Future options: An incoming Labour government in 2015 could centre its policy towards the NHS on a response to the generic challenges, from two angles.

First, a balanced economy of health care should contain incentives that promote prevention, health promotion and more significant strategic role for public health, reinforce holistic care, and reduce reliance on hospitals. This will probably require some combination of hospital and community services with lead commissioners and shared or programme budgets as possible funding mechanisms, but in most situations combination will not be achieved by merger. This strategyis likely to require the abolition of the Quality & Outcomes Framework in general practice, and of Payment by Results.
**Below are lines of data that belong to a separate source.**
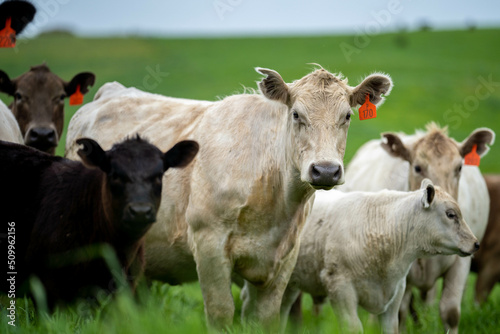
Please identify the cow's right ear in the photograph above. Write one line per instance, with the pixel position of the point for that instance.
(93, 155)
(180, 155)
(6, 85)
(20, 12)
(429, 192)
(394, 146)
(273, 86)
(84, 80)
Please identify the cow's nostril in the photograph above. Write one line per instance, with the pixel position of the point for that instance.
(325, 174)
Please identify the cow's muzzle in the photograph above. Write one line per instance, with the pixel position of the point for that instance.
(325, 175)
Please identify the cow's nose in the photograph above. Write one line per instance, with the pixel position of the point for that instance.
(325, 174)
(41, 138)
(141, 212)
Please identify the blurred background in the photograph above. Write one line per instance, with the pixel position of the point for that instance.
(443, 56)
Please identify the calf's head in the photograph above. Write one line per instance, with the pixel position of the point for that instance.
(39, 103)
(446, 230)
(319, 113)
(436, 156)
(133, 172)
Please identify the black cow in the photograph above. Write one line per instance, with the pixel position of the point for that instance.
(60, 211)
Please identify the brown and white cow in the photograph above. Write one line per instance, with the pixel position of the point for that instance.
(240, 207)
(38, 103)
(401, 162)
(486, 263)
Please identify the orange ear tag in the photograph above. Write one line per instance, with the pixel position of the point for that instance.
(367, 110)
(472, 158)
(7, 35)
(76, 98)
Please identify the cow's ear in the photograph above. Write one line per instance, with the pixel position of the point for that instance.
(93, 155)
(394, 146)
(429, 192)
(84, 79)
(181, 154)
(375, 85)
(21, 13)
(273, 86)
(482, 138)
(6, 85)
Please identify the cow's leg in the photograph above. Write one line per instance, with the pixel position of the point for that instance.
(291, 305)
(264, 303)
(389, 319)
(214, 272)
(487, 277)
(453, 288)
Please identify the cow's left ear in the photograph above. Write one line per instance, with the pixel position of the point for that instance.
(482, 138)
(84, 79)
(93, 155)
(429, 191)
(6, 85)
(273, 86)
(180, 155)
(375, 85)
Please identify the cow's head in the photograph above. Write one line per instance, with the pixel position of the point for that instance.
(134, 170)
(39, 103)
(436, 156)
(447, 231)
(319, 113)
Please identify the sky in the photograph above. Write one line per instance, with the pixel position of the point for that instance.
(199, 18)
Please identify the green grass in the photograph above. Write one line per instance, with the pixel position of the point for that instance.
(432, 72)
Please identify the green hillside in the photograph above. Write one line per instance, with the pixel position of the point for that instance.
(438, 76)
(433, 72)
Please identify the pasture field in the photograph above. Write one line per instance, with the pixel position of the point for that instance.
(450, 77)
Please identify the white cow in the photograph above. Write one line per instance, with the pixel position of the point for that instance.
(400, 162)
(240, 206)
(9, 129)
(357, 248)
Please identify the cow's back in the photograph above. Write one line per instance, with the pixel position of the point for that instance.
(118, 112)
(9, 129)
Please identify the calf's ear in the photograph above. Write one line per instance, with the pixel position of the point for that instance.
(84, 79)
(482, 138)
(375, 85)
(394, 146)
(6, 85)
(181, 154)
(93, 155)
(21, 13)
(429, 191)
(273, 86)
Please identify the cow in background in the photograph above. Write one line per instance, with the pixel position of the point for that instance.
(38, 104)
(400, 162)
(60, 210)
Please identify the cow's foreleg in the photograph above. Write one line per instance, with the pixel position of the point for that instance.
(214, 271)
(389, 319)
(263, 304)
(453, 288)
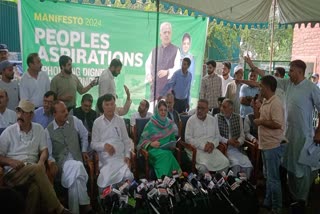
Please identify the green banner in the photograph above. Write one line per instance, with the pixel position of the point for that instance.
(93, 35)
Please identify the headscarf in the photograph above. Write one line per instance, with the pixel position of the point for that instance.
(156, 129)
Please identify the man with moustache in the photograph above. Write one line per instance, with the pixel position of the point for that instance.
(202, 131)
(63, 136)
(106, 79)
(66, 84)
(7, 116)
(34, 83)
(168, 62)
(111, 141)
(4, 52)
(43, 115)
(23, 152)
(9, 84)
(233, 89)
(226, 78)
(211, 85)
(301, 97)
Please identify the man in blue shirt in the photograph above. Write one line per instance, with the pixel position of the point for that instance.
(180, 83)
(247, 93)
(43, 115)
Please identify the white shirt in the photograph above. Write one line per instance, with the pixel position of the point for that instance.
(137, 115)
(82, 131)
(113, 168)
(199, 133)
(33, 89)
(7, 118)
(111, 132)
(224, 84)
(106, 83)
(22, 146)
(176, 66)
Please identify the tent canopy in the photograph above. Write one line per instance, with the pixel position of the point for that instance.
(252, 12)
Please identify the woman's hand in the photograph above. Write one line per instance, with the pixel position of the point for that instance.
(155, 144)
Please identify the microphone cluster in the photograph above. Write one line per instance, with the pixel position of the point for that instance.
(183, 192)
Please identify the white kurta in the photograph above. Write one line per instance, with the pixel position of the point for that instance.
(74, 176)
(106, 83)
(198, 133)
(235, 156)
(113, 169)
(7, 118)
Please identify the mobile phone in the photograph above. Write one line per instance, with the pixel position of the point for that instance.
(96, 80)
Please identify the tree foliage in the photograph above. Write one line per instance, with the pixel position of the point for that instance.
(226, 38)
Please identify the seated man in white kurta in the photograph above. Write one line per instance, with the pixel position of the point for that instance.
(231, 131)
(202, 132)
(63, 135)
(110, 139)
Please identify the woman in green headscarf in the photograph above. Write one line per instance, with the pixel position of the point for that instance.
(158, 131)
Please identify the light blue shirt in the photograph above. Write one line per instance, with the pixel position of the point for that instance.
(79, 127)
(41, 118)
(180, 84)
(300, 100)
(246, 91)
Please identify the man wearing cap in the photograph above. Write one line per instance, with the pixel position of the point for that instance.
(4, 52)
(23, 152)
(315, 79)
(9, 84)
(233, 89)
(67, 141)
(7, 116)
(34, 83)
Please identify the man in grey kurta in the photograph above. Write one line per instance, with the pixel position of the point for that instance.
(301, 96)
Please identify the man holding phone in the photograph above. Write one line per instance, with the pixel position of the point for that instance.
(106, 80)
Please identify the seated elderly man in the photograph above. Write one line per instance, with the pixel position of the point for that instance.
(43, 115)
(110, 139)
(85, 113)
(63, 135)
(231, 131)
(203, 133)
(7, 116)
(23, 152)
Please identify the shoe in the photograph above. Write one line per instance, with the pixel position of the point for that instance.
(297, 207)
(66, 211)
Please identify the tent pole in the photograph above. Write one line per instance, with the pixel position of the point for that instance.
(272, 35)
(156, 56)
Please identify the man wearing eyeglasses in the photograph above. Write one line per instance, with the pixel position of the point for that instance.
(23, 152)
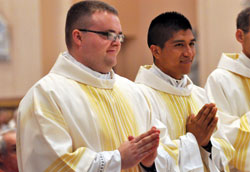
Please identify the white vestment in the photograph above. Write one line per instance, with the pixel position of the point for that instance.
(229, 87)
(71, 120)
(172, 106)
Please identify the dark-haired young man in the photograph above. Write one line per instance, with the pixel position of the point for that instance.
(229, 87)
(175, 99)
(82, 116)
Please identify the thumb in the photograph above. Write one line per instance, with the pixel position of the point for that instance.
(130, 138)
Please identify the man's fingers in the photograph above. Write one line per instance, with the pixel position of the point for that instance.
(200, 113)
(130, 138)
(206, 112)
(210, 117)
(145, 152)
(146, 134)
(212, 126)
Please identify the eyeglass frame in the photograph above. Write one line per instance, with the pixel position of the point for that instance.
(110, 35)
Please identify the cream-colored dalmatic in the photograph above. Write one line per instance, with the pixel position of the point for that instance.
(229, 87)
(71, 120)
(172, 102)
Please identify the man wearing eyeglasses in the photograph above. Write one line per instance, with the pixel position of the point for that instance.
(82, 116)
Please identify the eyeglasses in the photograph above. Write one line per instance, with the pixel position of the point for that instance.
(110, 35)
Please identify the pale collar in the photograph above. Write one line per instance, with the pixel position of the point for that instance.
(87, 69)
(174, 82)
(149, 78)
(244, 60)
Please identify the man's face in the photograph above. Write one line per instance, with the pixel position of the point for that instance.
(176, 57)
(10, 160)
(99, 53)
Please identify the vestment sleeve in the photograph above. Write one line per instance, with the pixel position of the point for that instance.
(44, 140)
(235, 127)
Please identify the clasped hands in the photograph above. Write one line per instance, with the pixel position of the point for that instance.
(203, 124)
(142, 148)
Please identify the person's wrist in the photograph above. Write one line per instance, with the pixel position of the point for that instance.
(208, 147)
(148, 169)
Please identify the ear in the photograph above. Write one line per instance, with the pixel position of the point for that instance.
(239, 35)
(156, 51)
(77, 37)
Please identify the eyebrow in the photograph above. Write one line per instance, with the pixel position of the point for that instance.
(180, 41)
(113, 31)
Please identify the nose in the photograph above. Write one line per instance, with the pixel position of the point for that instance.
(189, 51)
(116, 42)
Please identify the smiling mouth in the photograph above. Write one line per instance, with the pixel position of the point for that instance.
(186, 61)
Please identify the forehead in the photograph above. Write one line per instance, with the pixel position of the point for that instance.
(103, 20)
(182, 35)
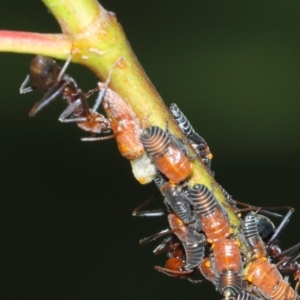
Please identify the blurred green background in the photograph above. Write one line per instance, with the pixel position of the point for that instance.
(67, 232)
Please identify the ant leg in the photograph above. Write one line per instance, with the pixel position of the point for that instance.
(173, 273)
(283, 223)
(23, 88)
(95, 139)
(155, 236)
(103, 87)
(69, 110)
(48, 97)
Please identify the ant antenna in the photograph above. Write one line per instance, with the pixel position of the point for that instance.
(63, 69)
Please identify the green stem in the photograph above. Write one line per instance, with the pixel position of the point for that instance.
(97, 40)
(55, 45)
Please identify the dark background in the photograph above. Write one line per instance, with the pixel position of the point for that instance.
(66, 229)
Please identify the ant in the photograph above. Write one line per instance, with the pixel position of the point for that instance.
(46, 74)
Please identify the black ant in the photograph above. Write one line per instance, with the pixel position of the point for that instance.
(46, 74)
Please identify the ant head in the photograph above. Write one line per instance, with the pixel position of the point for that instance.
(43, 72)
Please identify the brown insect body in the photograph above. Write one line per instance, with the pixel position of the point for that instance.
(269, 281)
(124, 123)
(166, 154)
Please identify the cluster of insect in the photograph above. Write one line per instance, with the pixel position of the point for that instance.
(244, 262)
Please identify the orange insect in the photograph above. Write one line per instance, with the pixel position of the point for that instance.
(166, 153)
(212, 218)
(46, 74)
(123, 120)
(193, 242)
(269, 281)
(227, 265)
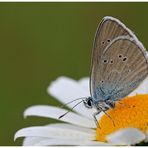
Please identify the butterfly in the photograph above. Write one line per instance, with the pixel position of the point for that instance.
(118, 66)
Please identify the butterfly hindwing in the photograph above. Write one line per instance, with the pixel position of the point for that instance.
(119, 62)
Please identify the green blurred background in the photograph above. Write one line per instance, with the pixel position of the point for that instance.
(41, 41)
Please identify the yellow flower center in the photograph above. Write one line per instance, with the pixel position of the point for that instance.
(129, 112)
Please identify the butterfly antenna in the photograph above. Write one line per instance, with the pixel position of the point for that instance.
(71, 102)
(69, 110)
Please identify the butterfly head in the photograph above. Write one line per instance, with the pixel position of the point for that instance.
(88, 102)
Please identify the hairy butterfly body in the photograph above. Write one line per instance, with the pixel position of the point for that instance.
(119, 65)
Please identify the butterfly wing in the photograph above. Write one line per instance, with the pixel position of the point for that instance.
(119, 62)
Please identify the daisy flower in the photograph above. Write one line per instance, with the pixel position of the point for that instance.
(78, 127)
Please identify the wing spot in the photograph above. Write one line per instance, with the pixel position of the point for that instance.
(120, 56)
(124, 59)
(108, 40)
(111, 61)
(105, 61)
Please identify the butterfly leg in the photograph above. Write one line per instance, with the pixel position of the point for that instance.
(96, 121)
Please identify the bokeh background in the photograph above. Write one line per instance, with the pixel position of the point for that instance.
(42, 41)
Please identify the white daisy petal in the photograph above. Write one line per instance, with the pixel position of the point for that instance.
(69, 142)
(146, 137)
(84, 82)
(142, 89)
(65, 89)
(55, 113)
(54, 132)
(127, 136)
(30, 141)
(74, 127)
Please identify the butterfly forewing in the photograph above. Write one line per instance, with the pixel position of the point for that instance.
(119, 62)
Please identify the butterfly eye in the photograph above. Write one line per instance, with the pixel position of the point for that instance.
(88, 102)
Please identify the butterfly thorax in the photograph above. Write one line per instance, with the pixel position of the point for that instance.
(101, 105)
Second, the key attributes of a service that meets needs can be defined in terms of:

  • The forward application of expertise (the most experienced in the frontline, in hospitals and community services – including out-of-hours services).
  • Emphasis on the management of uncertainty at all levels of the NHS to reduce patient referral/hand-on and ‘buck passing’.
  • Engagement of the public in NHS decision-making, and the NHS in community development, as a precondition for continued funding, with emphasis on increasing the power of ‘voice’ through use of social media.
  • The promotion of generalism (a holistic approach) in community and hospital services.
  • Making the maintenance of relational confidence between disciplines the primary task of NHS management.
  • Establishing single budgets and shared financial accountability as the norm across community and hospital services, along with a single outcomes framework, and funding mechanisms aligned to desired outcomes.

In 2015 a Labour government could promote the development of local services spanning community and hospital practices, similar to Kaiser Permanente-type health maintenance organisations, but without driving their growth using market mechanisms. The exact mechanisms for governing these local services should be the subject of natural experiments (because we do not yet know the optimal mechanism), changes can occur slowly and the new services can evolve over time. Such changes could occur within existing legislation, once section 3 of the Health & Social Care Act has been repealed.

Engagement of the NHS with community development, the wider public involvement in the NHS that seems likely to occur, and the evolution of local integrated services will push the NHS towards becoming part of local as much as national government. This shift in accountability and governance will also be slow and incremental, with no system wide re-organisation by decree.